Highlands Ranch – Laura Stack, a best-selling author, motivational speaker, company president, talking head for the national media, founder of a national holiday and the mother of three young children, has a secret.
“I’m really lazy,” she confessed between sips of coffee in her immaculate home in Highlands Ranch.
So she makes this deal with herself: She doesn’t goof off or put off work or commitments, so she can preserve time for the things she values most.
What she preaches – productivity at work and home – is what she practices.
“I want to do things with my kids, I want to get massages, I want to get pedicures,” she said. “I don’t want to be busy with work every second of every day.”

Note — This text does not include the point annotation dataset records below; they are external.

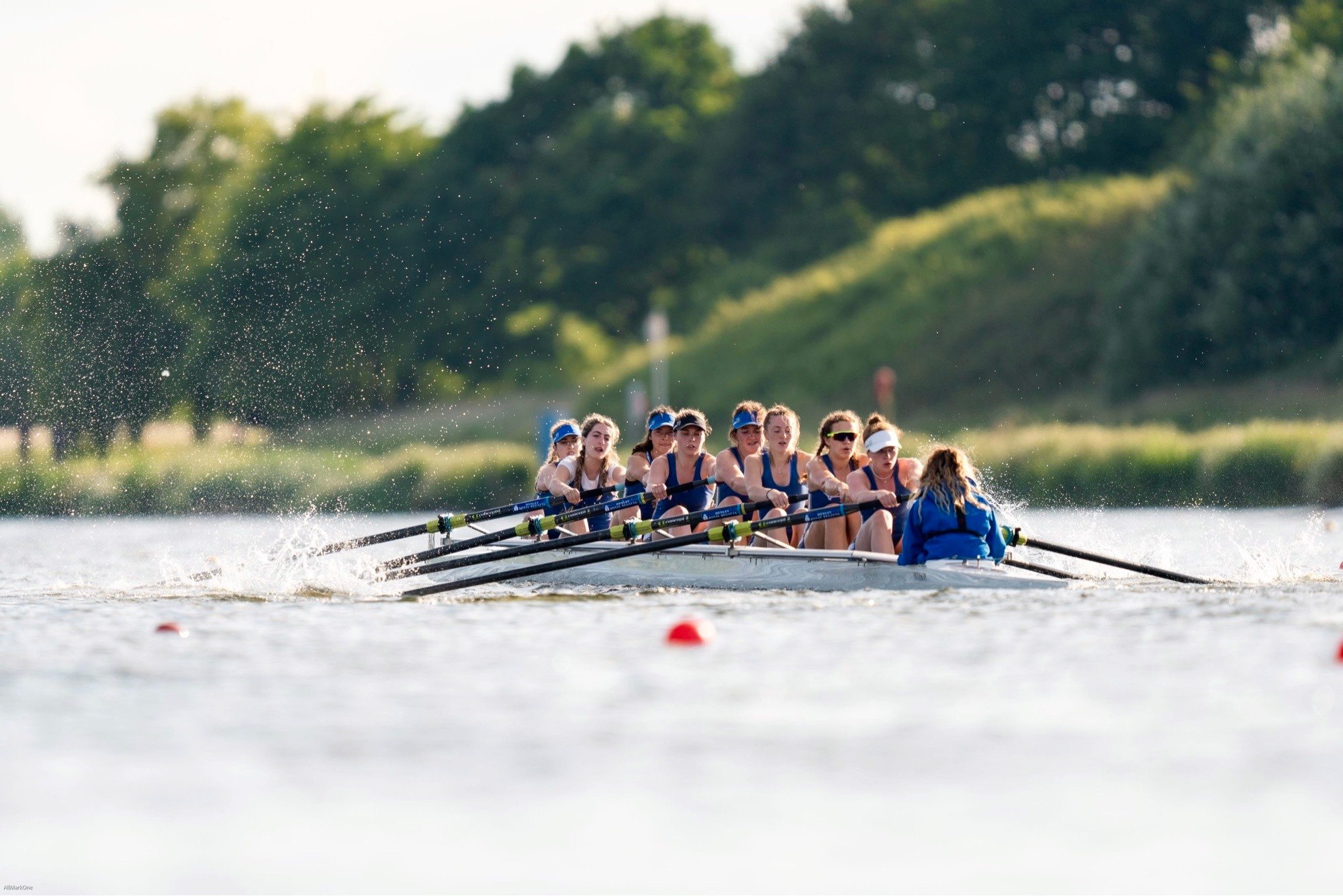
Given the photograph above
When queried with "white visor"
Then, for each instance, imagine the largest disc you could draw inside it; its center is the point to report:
(882, 439)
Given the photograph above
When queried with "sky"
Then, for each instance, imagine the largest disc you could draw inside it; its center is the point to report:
(85, 78)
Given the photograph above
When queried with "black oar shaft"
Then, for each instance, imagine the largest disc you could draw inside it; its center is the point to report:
(449, 522)
(535, 528)
(1037, 568)
(1020, 538)
(733, 532)
(616, 533)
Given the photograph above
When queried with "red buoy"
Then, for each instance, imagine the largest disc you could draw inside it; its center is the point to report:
(691, 632)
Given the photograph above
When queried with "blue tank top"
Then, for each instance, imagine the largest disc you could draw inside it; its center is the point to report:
(695, 499)
(557, 506)
(792, 487)
(636, 487)
(819, 498)
(725, 493)
(598, 521)
(900, 511)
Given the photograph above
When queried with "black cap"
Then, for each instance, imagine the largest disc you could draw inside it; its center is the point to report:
(691, 419)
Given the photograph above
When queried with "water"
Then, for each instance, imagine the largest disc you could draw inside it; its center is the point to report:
(311, 737)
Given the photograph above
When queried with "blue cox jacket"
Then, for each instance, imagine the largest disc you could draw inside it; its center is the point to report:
(933, 533)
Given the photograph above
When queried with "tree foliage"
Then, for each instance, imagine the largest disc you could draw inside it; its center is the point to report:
(1242, 271)
(351, 262)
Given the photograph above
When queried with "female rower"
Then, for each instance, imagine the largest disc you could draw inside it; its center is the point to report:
(687, 462)
(565, 442)
(776, 474)
(597, 466)
(746, 439)
(887, 478)
(828, 481)
(953, 519)
(657, 442)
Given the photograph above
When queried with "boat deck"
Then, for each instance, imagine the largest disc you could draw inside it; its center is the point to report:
(712, 568)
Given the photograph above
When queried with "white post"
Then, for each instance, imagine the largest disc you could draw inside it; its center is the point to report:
(656, 332)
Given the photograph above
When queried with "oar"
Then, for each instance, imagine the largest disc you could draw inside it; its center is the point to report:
(447, 524)
(1037, 568)
(1015, 537)
(727, 533)
(625, 532)
(441, 524)
(537, 526)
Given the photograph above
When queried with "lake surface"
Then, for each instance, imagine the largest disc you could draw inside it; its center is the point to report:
(308, 736)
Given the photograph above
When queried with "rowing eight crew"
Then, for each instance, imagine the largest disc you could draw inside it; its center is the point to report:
(931, 510)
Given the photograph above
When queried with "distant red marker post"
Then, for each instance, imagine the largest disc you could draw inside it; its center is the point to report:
(884, 391)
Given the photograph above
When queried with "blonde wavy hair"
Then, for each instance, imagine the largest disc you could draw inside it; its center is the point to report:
(946, 479)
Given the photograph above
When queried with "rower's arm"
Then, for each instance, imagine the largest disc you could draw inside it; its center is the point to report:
(543, 477)
(561, 479)
(911, 471)
(657, 479)
(859, 487)
(821, 479)
(730, 472)
(639, 468)
(754, 477)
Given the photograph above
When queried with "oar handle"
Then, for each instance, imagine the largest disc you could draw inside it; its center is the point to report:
(537, 526)
(727, 533)
(631, 532)
(1016, 537)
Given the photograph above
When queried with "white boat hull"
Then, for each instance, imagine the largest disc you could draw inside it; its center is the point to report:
(750, 569)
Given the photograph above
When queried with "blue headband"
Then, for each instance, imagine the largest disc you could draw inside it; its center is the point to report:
(661, 419)
(745, 419)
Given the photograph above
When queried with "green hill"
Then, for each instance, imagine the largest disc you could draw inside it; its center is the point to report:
(982, 306)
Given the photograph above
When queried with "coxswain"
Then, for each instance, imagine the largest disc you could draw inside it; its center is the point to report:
(952, 518)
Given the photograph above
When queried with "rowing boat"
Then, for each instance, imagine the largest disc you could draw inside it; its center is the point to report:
(747, 569)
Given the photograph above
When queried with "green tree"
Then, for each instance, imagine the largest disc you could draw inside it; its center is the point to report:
(574, 191)
(887, 106)
(1243, 270)
(302, 287)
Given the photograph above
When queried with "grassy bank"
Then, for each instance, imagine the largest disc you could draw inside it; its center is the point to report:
(1260, 464)
(986, 303)
(250, 479)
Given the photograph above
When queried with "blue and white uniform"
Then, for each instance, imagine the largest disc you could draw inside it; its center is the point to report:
(581, 482)
(817, 497)
(900, 513)
(695, 499)
(792, 487)
(934, 532)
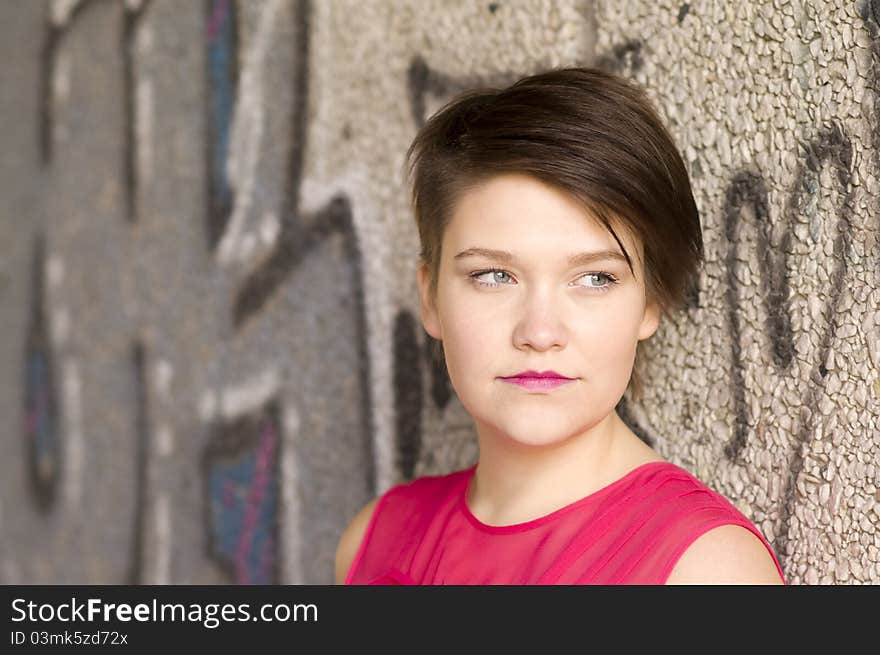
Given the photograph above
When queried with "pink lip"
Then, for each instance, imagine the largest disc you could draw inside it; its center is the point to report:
(538, 381)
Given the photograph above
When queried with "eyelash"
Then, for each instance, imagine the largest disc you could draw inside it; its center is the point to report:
(603, 289)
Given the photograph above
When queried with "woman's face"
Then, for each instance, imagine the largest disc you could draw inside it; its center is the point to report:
(537, 308)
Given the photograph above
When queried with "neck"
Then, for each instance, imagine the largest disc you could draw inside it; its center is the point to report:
(516, 482)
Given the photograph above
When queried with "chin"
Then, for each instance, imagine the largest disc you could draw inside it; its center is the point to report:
(535, 429)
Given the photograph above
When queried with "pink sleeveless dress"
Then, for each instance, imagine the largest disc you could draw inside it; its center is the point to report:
(631, 531)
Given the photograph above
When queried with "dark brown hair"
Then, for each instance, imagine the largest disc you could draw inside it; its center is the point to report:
(586, 132)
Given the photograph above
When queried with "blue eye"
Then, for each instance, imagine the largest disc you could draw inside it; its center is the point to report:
(495, 277)
(610, 280)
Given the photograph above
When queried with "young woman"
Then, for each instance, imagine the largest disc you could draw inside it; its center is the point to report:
(557, 226)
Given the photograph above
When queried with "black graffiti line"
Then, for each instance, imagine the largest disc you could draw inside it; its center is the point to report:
(870, 13)
(748, 189)
(830, 146)
(296, 242)
(407, 394)
(141, 463)
(54, 35)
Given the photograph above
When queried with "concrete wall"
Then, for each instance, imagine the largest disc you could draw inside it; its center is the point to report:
(212, 353)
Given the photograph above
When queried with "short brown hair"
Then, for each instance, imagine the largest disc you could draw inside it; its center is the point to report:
(584, 131)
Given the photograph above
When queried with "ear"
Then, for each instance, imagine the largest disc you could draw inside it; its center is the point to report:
(430, 319)
(650, 320)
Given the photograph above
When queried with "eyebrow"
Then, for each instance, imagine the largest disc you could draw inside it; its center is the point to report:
(578, 259)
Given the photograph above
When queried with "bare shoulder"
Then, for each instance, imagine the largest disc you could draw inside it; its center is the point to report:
(728, 554)
(351, 539)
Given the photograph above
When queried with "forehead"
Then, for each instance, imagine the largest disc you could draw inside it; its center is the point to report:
(518, 212)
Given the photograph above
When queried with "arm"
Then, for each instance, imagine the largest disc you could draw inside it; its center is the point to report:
(728, 554)
(351, 539)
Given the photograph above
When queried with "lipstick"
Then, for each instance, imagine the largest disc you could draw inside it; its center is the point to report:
(538, 381)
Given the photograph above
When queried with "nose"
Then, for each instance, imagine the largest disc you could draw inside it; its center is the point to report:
(540, 324)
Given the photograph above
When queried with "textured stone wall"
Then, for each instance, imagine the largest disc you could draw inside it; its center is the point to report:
(768, 387)
(212, 353)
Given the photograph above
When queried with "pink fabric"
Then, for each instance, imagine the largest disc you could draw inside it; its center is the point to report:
(630, 532)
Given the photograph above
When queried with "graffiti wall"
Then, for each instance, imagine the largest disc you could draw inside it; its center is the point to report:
(212, 353)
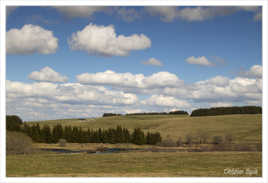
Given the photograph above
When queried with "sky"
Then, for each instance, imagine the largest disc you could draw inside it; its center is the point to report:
(73, 62)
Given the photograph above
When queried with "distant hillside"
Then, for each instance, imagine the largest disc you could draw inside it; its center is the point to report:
(227, 110)
(245, 128)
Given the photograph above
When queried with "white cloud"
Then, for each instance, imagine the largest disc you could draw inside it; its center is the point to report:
(156, 80)
(118, 92)
(128, 14)
(195, 13)
(199, 61)
(102, 40)
(31, 39)
(79, 11)
(167, 13)
(254, 72)
(47, 75)
(10, 9)
(71, 93)
(153, 61)
(165, 101)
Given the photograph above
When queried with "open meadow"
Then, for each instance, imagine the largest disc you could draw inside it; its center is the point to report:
(246, 130)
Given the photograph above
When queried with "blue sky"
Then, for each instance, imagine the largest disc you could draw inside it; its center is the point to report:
(194, 48)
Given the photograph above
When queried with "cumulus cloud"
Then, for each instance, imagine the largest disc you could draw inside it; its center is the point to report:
(254, 72)
(10, 9)
(79, 11)
(47, 75)
(102, 40)
(199, 61)
(195, 13)
(31, 39)
(165, 101)
(71, 93)
(118, 92)
(153, 61)
(156, 80)
(166, 13)
(128, 14)
(239, 89)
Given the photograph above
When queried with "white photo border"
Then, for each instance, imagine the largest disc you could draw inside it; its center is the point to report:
(263, 3)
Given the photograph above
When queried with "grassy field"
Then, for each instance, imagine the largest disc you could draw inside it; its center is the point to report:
(244, 128)
(145, 164)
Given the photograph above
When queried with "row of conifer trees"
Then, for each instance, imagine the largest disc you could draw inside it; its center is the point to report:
(74, 134)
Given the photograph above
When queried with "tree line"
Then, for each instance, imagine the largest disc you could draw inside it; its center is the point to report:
(147, 113)
(74, 134)
(227, 110)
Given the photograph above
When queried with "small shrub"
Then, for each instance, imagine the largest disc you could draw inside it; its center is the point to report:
(168, 142)
(202, 137)
(18, 143)
(229, 138)
(189, 139)
(62, 142)
(217, 140)
(179, 142)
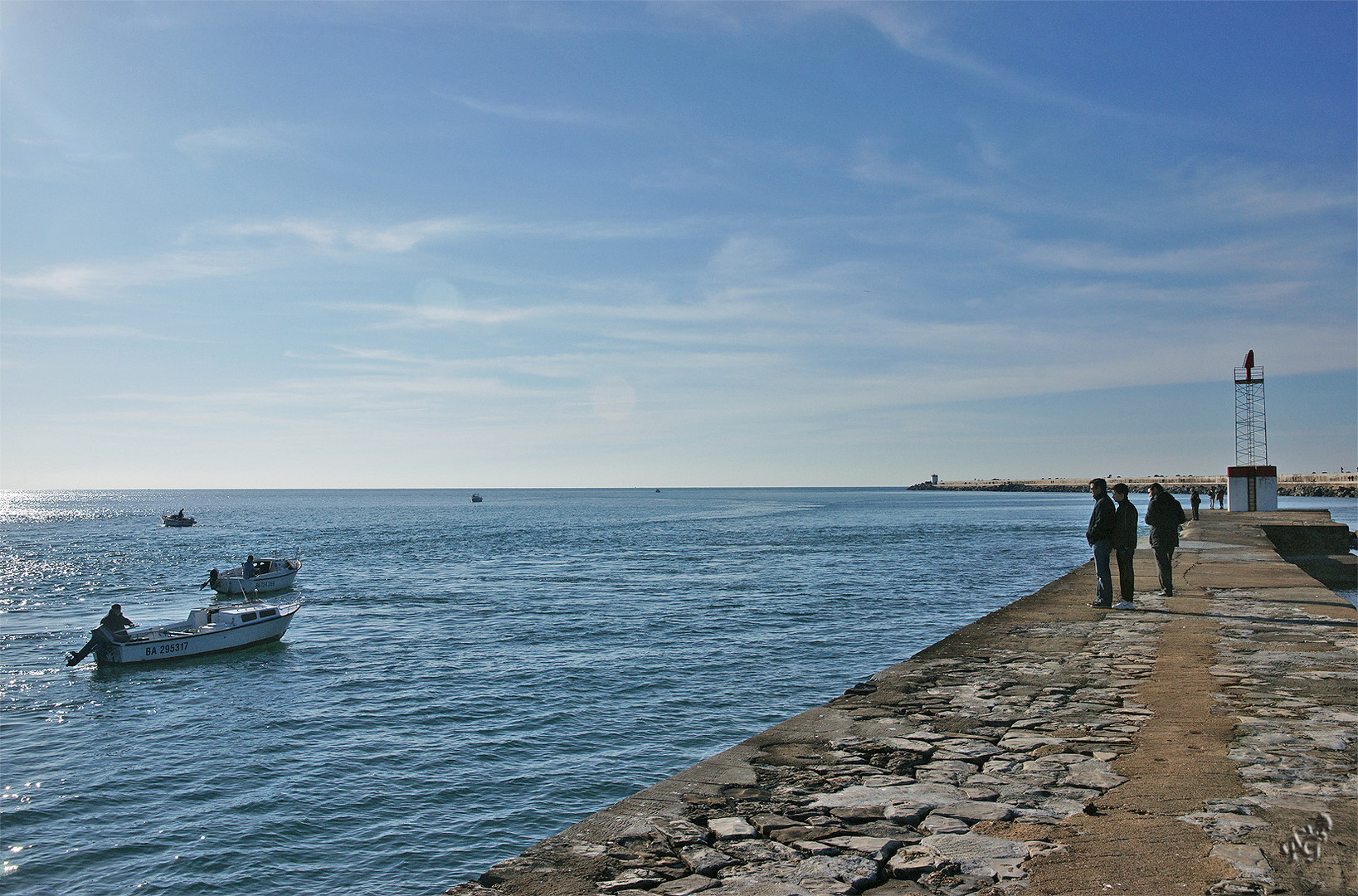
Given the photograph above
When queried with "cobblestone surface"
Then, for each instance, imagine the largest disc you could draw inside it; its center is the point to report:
(951, 772)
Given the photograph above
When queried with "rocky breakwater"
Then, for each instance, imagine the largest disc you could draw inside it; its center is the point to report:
(1047, 748)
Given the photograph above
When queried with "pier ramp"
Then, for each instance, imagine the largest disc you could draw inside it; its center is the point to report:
(1204, 743)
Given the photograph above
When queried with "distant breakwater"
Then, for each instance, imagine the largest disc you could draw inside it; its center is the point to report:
(1341, 486)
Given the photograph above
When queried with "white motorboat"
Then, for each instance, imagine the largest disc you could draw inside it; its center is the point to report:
(268, 575)
(213, 629)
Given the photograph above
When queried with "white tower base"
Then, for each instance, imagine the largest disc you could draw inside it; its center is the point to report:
(1251, 488)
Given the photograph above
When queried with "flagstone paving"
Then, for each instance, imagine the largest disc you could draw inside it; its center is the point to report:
(1204, 743)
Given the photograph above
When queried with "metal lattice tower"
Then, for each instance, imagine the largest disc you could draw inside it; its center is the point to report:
(1251, 433)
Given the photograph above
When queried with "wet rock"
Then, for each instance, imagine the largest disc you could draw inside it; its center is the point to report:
(875, 847)
(684, 885)
(804, 832)
(857, 872)
(703, 859)
(971, 811)
(511, 868)
(752, 851)
(942, 825)
(731, 829)
(680, 832)
(635, 879)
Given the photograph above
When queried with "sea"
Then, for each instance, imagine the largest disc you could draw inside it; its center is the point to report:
(462, 679)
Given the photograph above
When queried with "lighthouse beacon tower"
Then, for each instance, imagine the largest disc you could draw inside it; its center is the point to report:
(1251, 485)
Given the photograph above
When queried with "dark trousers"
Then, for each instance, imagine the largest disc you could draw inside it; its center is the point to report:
(1103, 571)
(1126, 580)
(1164, 565)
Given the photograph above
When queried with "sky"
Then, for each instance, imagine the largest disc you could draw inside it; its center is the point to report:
(558, 245)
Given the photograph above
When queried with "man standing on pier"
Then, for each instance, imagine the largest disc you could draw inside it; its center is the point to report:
(1125, 545)
(1102, 524)
(1164, 515)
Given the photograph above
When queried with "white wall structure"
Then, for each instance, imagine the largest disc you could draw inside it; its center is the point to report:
(1253, 488)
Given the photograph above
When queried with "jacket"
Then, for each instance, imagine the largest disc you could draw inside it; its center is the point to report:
(1125, 527)
(1102, 520)
(1164, 515)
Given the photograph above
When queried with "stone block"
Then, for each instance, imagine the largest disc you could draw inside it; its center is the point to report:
(731, 829)
(703, 859)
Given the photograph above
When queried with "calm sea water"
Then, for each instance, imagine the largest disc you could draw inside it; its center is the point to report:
(464, 679)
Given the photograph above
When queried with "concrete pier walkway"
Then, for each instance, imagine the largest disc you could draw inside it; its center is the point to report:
(1204, 743)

Stack juggles clients such as Coors, Microsoft, Coca-Cola, Visa and the Denver Broncos with T-ball games, Girl Scout meetings, church services and “a date” with her husband every Saturday night.
This year Stack founded national Leave the Office Earlier Day on June 2. The point of the day is for workers to buckle down, get their work done quickly and take the extra time off. It promotes productivity rather than putting in hours.
Long before she became an author or a source for CNN, National Public Radio, CBS, NBC, The New York Times, the Chicago Tribune, The Washington Post and scores of magazines, she wanted to be a public speaker.
When Stack was 14, her mother took her to see a talk by high-energy sales guru Zig Zigler, and that’s all it took.
She finished high school at 16. At 17, she taught her first seminar on time management for a defense contractor in Colorado Springs, where she otherwise worked as a secretary.
By 21, she had a master’s degree in business, and by 23, she was running her own company.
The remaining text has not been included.